A week away…

Excerpt
“In my line of work, how often do you think I tell
people my name, Tia?” he snapped, irritation coming through loud and clear.
It amused me, satisfied
something in me I hadn’t even known existed and I found myself giving him a
look of wide-eyed confusion and the sort of puzzled smile Bianca liked to give
people when she was about to teach them a lesson in what she called Smart-Ass
101. “I really couldn’t say because I’m not familiar with your line of work, Mr.…?”
He snarled, then abruptly
started to laugh. “You hid that sarcastic bitch very well. Call me Spectre.”
“Is that a first or last
name?”
“Neither.” He shot me a level
look. “And I expect you know it.”
Instead of answering, I
looked back out the window. I did it in time to see a sign, green and white,
marked with the upcoming cities. “Where are we going?”
“I’d rather not tell you
that,” he said softly.
A headache started to pulse
behind my eyes and I pinched the bridge of my nose.

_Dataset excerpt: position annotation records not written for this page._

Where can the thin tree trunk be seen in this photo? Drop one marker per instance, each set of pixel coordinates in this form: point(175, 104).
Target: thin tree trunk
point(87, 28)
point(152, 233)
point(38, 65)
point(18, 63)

“When are you going to let me
call my brother?”
“I have a secure sat phone at
our target destination. I’ll call him from there and you can speak to him
briefly.” He shot me a narrow look before returning his attention back to the
road. “You’re not allowed to give him any information about where we are. I’ll
end the call the second you try.”
“Perhaps you should try
couching that in some other terms, Casper,” I said sharply. “I don’t respond to
not allowed very well.”
He was quiet for a long, long
moment, so long that I shifted in my seat to give him a wary look. He had a
puzzled frown on his face and after a few seconds, he asked, “Why did you call
me Casper?”
“Spectre…ghost.” I waved at
him.
“I’m not following.”
I blinked. “Are you serious?”
“Why wouldn’t I be? What does
Spectre, or ghost, have to do with the name Casper?”
“Were you dropped onto this
planet by aliens?” I asked. “Or have you never seen cartoons before?”
My first comment had teased
the start of a smile from him, but by the time I finished talking, the smile
had faded. And unless I was mistaken, there was a faint but unmistakable
tension now, in the strong line of his lean shoulders, in the forearms, left
bare by the rolled-up sleeves of a plain denim workshirt.
“My childhood didn’t allow
much time to indulge in cartoons, I’m afraid,” he said.
There were entire untold
stories there, delivered in those simple words, in his bland, emotionless
voice.
But for some reason, they
left a strange ache in my chest. No, I told myself. He can’t make
things in your chest ache, damn it.
“That’s kind of sad. Explains
a lot, though.”
I directed my attention back
to the front window and stared at the filthy back doors of a semitruck.
Somebody had scrawled a giant smiley face through the dirt. Casually, I looked
at the license plate and committed it to memory, then noted the time on the
clock. It wasn’t much of a reference point but if I could get enough licenses
stored in my memory, and a rough idea of the time, I’d have something to give
my brother. I didn’t know how I’d pass the information on, but I’d worry about
that later. Right now, I needed to focus on creating a moving path of
breadcrumbs across the middle of America.
“What does it explain?”
His voice distracted me.
Irritated, I looked away from the green Hyundai I’d picked out even as I’d
tried to more carefully form a plan. Still in its abstract, the idea fell apart
and I scowled at him. “What?”
“The cartoons I’ve never
watched. What does it explain?”
This time there was
something in his voice, an odd, almost wistful sort of curiosity and damn if
that didn’t make that ache in my chest expand. Irritated even more, I crossed
my arms over my chest and glared at the filthy semi with enough intensity that
my will alone should have melted through the steel.
“That’s easy. It explains why
you have more in common with a droid than a person. What kind of kid doesn’t
have time to indulge in cartoons? Was your daddy too busy trying to
build you into the ultimate assassin or something?”
Spectre’s mouth tightened.
“No, Tia. His intentions were to make me into the ultimate monster. That’s even
worse than an assassin.”
The ache in my chest was gone
now, replaced by an awful cold.
I wished I hadn’t flung that last bit out at him. But it was too late to take it back.